Entkleiden wir nun diese Rede ihres bildlichen Ausdrucks, so finden wir nichts, dessen Wahrheit irgend wie zu bezweifeln stände, wohl aber Alles geeignet, den tiefsten sittlichen Eindruck auf den Geist und das Herz der Menschen zu machen.

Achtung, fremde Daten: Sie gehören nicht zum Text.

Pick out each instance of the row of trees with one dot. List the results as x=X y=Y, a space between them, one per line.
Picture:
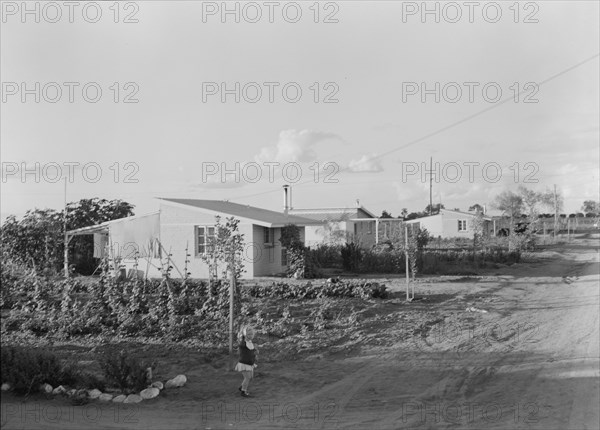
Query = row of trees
x=521 y=203
x=37 y=239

Diese Ordnung der Dinge auf Erden soll also einmal aufhören! Bewundern und als einen Beweis seiner göttlichen Erleuchtung ansehen muss man es, dass Jesus dies zu seiner Zeit, da die Wissenschaft noch schlief, so klar erkannte und verkündete - an der Wahrheit dieser Verkündigung kann aber heute kein Mensch mehr zweifeln. Schon Moses lehrt uns in seiner Schöpfungsgeschichte mit bewundernswürdiger Wahrheit, dass diese Erde, welche wir bewohnen, nicht durch eine einzige Tat des Schöpfers in der Gestalt und Einrichtung hergestellt ist, in welcher wir sie jetzt sehen, sondern dass sie verschiedene Entwicklungsperioden, die er Tage nennt, durchgemacht hat, und die Wissenschaft bestätigt dies durchaus. - Ja es hat einmal einen Zeitraum gegeben, da die Erde noch wüste und leer war, denn die in ihm entstandenen Schichten unserer Erdrinde enthalten weder Spuren von Pflanzen noch von Tieren. Ihm ist ein anderer Zeitraum gefolgt, in welchem schon ein Pflanzenzenreich die Erde bedeckte, von welchem mächtige Überreste auf uns gekommen sind. Diesem Zeitraum folgte ein anderer Tag des Erdenlebens, in welchem gewaltige Tiere diese Erde bevölkerten, wie wir sie jetzt nicht mehr lebend finden, deren Spuren aber ebenfalls uns erhalten sind, ohne dass aus ihrer Zeit ein Zeugnis für das Dasein des Menschen dargeboten würde. Alle diese Zeiträume sind durch gewaltige Umgestaltungen der Oberfläche unserer Erde begonnen und beendet worden - und wenn wir in dem jetzigen Zeitraum das Menschengeschlecht die Erde inne haben und bewohnen sehen, wollen wir denn so eitel sein zu glauben, dass sie damit ihren höchst möglichen Zweck erreicht habe, uns zu beherbergen? Wollen wir, wenn wir bis auf uns diese Erde in steter Fortbildung erblicken nun willkürlich behaupten: das bisher geltende Gesetz habe uns zu Ehren zu wirken aufgehört? Nein, es wird ein Tag kommen, da der Himmel Kräfte sich wieder bewegen, die Wasserwogen wieder brausen werden, um, nach dem Willen des Vollkommenen, der Alles zur Vollkommenheit sich entwickeln lassen will, weil seine Liebe Alles zu sich heranzieht, eine neue vollkommenere Ordnung der Dinge auf dieser Erde zu gestalten. Was Jesus vorher verkündigt, wird eintreten, und der Tag, an welchem Solches geschehen wird, wird für die jetzige Weltgestaltung der letzte, der jüngste Tag sein.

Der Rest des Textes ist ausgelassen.